What follows below is an email interview between Virtual Revolution‘s co-designer Guy-Roger Duvert, who is also a composer, director, and film producer and distributor Hachette Boardgames USA. Duvert co-designed the game with Cyril Villalonga.

Q: Virtual Revolution is based off of your 2016 movie of the same name. What inspired you to create a board game version?

GRD: Being a big board game player, I wanted to work on one, but I was lacking ideas on how to approach it. When working on the film, I realized I had a perfect setting for one, and that setting actually brought the elements of gameplay that I couldn’t find before: Interpol, the Necromancers, etc.

Q: How did you approach the design process?

GRD: I am a big fan of worker placement, so for me there was no doubt that the game would work with this kind of gameplay. After that, the main ideas from the film brought the big elements: the verses, a competitive map, and the two threats: Interpol and the Necromancers.

What changed a lot with time, though, was how the occupation of the map would play. At first, different players could have influence on the same borough, which created a rather messy board. Also, you needed to have specific verses to influence such-and-such borough. For instance, if the 14th arrondissement was sensitive only to fantasy and sci-fi, it wasn’t possible to send influence there without these kind of verses. That was more thematic, but also much more complex. A big work done with Cyril and with publisher Studio H was to smoothen these rules.

An early prototype

Q: Can you describe a couple of design challenges or issues you encountered?

CRD: The main issue was how to keep the gameplay rich while making it more simple, fluid. For instance, we totally dropped the idea of having the boroughs sensitive to such-and-such types of verses.

One aspect important to me was that it would be possible to play the game with very different strategies. A player had to be able to win while still being wiped out from the map, for instance, or while having no server at all, or no verse at all. That required a lot of tweaking and balancing.

An early version of a player board

Q: Tell us about Virtual Revolution — what genre and mechanisms does it have?

GRD: It’s at first a rather classical worker placement, with each player having three meeples (executive directors) and the game lasting five rounds — so, concretely, you have fifteen actions.

Each time you place a meeple, eventually you play with influence where you are, and you pick up one of the five available actions. Where the design becomes more unique is by gameplay that hits close to its themes and by the presence of distinct strategies. You hire dirty agents, who provide a free bonus that can afterwards be used for one of five different actions, so there is an engine-building element going there.

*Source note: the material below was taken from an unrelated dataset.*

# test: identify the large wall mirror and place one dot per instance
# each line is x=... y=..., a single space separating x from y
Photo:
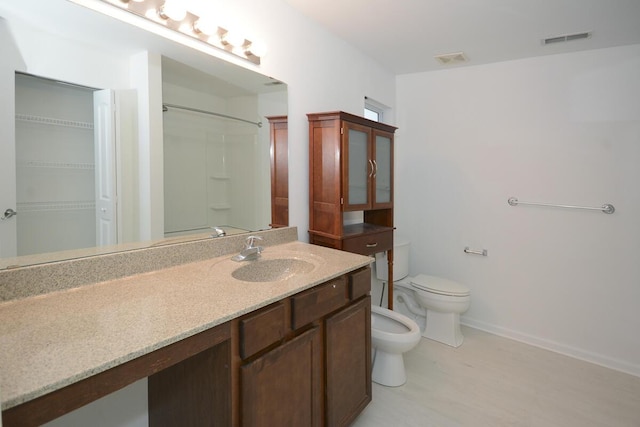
x=115 y=138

You can build servers and verses, which bring victory points, but also have an impact on your income, which is of course extremely important — but the interesting thing is that the two most obvious ways to win — getting richer and having more presence on the map — will make you targets of Interpol and Necromancers, and you need to deal with that constantly. Which balance will you choose between increasing your power or defending yourself against what’s to come?

The Executive Directors

Q: The cover for the game bears the same cover as the movie poster. What additional art aspects are similar to the movie?

GRD: Actually, some of the art used in the game is directly taken from concept art made for the film. Benjamin Sjöberg was the main concept artist on the film, and it felt normal to have him make all the art of the game.

The players act as the CEOs of four multinational companies. Synternis is very present in the film, while Vesglas is quoted in a dialogue. In a previous version of the film, Trendshield was, too. That being said, both Trendshield and Swordlace end up having a bigger presence in the novel Virtual Revolution 2046, which is a prequel to the film.

Several characters from the film are among the agents you can hire: Nash, Dina, Stilson, Morel…

Finally, in the verses, some are also in the film. Olmetta Worlds is the verse where Nash ends up in a female avatar, for instance.

Film still of action set in Olmetta Worlds

Q: Were there any particularly memorable moments or surprises from playtesting?

GRD: Memorable, yes, but not that nice of a surprise. In one of the first playtests with the team of Studio H, we realized that one dumb simple strategy — just taking the money action all the time — ended up being able to win. There was still a lot of balance to do there.

The agents

Q: What do you hope players will take away from their experience with the board game version of Virtual Revolution?

GRD: Ideally the pleasure of immersing yourself in a cyberpunk world while exploring different strategies. Personally, the games I prefer are the ones that, just after finishing them, I already want to try again to test a different approach. Virtual Revolution has been developed with this in mind.